Discrete Fourier transforms and p.g.f.s

In non-examinable sections Section 13.4 and 13.5 I have tried to show you some moderately sophisticated applications of the simple ideas we are learning about p.g.f. and conditional expectation. I have added an Appendix B to the notes to say a bit more about the fast Fourier transform.

The brief story is this. To find the distribution of $Y$, the sum of two i.i.d. r.vs $X_1$ and $X_2$ taking values in $\{0,1,\dotsc,N-1\}$, we might find its p.g.f. $p_Y(z)=p(z)^2=(p_0+p_1z+\cdots+p_{N-1}z^{N-1})^2$.
This would take $O(N^2)$ multiplications of the form $p_ip_j$.
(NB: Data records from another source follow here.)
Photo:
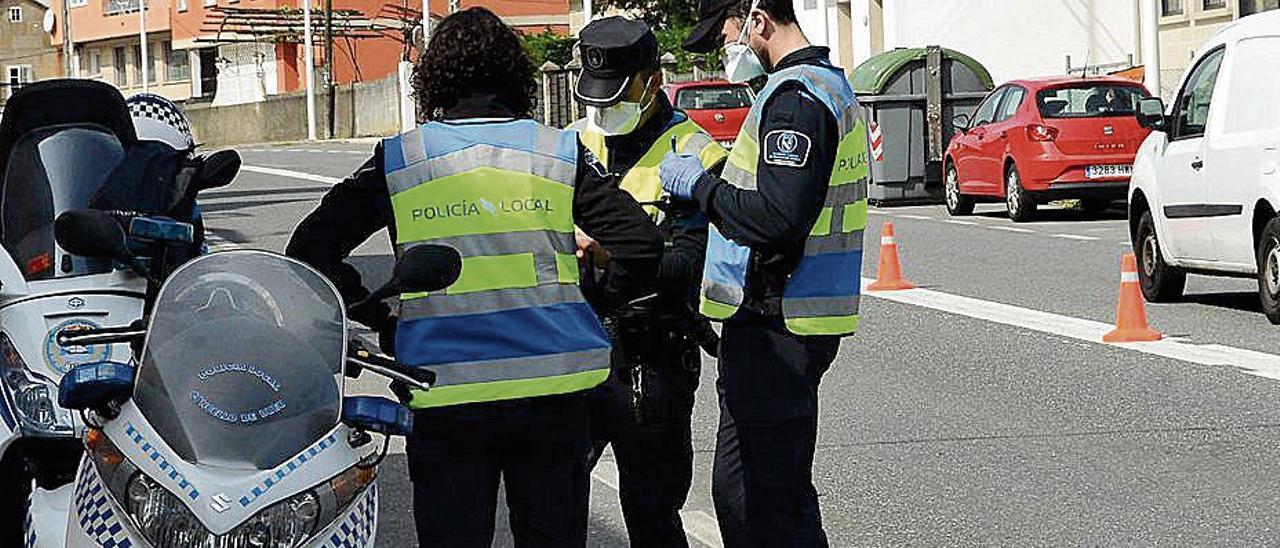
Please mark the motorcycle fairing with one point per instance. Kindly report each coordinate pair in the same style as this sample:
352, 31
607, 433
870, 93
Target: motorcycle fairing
199, 485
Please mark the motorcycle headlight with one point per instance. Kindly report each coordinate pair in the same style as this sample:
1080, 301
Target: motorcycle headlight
165, 521
31, 396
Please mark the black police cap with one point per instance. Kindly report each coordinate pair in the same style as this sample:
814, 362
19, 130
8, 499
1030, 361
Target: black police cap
612, 51
707, 35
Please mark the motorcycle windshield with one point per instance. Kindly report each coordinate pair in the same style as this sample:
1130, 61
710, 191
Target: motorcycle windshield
243, 359
51, 170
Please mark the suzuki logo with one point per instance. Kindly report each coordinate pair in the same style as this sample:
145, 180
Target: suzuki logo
220, 503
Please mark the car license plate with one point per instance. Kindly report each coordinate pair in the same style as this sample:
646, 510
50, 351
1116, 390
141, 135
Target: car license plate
1100, 172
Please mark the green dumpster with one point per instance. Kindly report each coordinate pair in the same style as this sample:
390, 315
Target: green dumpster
910, 97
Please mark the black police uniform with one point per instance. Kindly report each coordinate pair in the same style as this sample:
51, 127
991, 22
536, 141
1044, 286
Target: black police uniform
768, 377
540, 444
647, 405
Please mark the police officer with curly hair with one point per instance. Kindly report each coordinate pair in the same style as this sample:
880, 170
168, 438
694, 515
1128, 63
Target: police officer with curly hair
513, 342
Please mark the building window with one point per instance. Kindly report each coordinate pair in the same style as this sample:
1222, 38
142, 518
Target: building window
16, 76
177, 62
1251, 7
122, 76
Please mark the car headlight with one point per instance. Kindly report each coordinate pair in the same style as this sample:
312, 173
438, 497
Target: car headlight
32, 396
165, 521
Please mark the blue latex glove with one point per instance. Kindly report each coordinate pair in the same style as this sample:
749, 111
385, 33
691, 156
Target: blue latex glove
679, 172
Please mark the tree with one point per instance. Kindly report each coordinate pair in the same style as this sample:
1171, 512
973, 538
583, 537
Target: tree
672, 21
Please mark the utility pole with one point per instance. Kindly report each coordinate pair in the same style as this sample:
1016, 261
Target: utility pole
307, 69
1151, 45
142, 37
67, 40
329, 54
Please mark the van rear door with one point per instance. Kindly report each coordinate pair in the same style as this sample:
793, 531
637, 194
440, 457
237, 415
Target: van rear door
1244, 131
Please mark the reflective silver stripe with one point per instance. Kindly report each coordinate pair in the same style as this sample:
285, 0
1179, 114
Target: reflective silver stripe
821, 306
438, 305
722, 292
520, 368
412, 147
845, 193
481, 156
501, 243
833, 243
544, 264
548, 144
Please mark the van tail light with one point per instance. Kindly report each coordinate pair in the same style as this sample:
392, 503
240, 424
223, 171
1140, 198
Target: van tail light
1041, 133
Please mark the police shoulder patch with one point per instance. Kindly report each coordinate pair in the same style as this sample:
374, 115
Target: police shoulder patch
786, 147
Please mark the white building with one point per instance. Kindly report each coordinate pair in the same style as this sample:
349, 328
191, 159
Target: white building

However, it is quicker to evaluate $p(z)$ at $2N$ complex values $z=\omega^0,\dotsc,\omega^{2N-1}$, square those values, and then recover the real coefficients of the polynomial $p(z)^2$. The calculation simplifies because by taking $\omega$ as a $2N$th root of unity the calculation of the $p(\omega^k)$, $k=0,\dotsc,2N-1$, can be done by a clever method, the discrete fast Fourier transform, which needs only $O(N\log N)$ multiplications.

Further details are in the notes on pages 52, 53 and 99, and then in the Part II course, Numerical Analysis.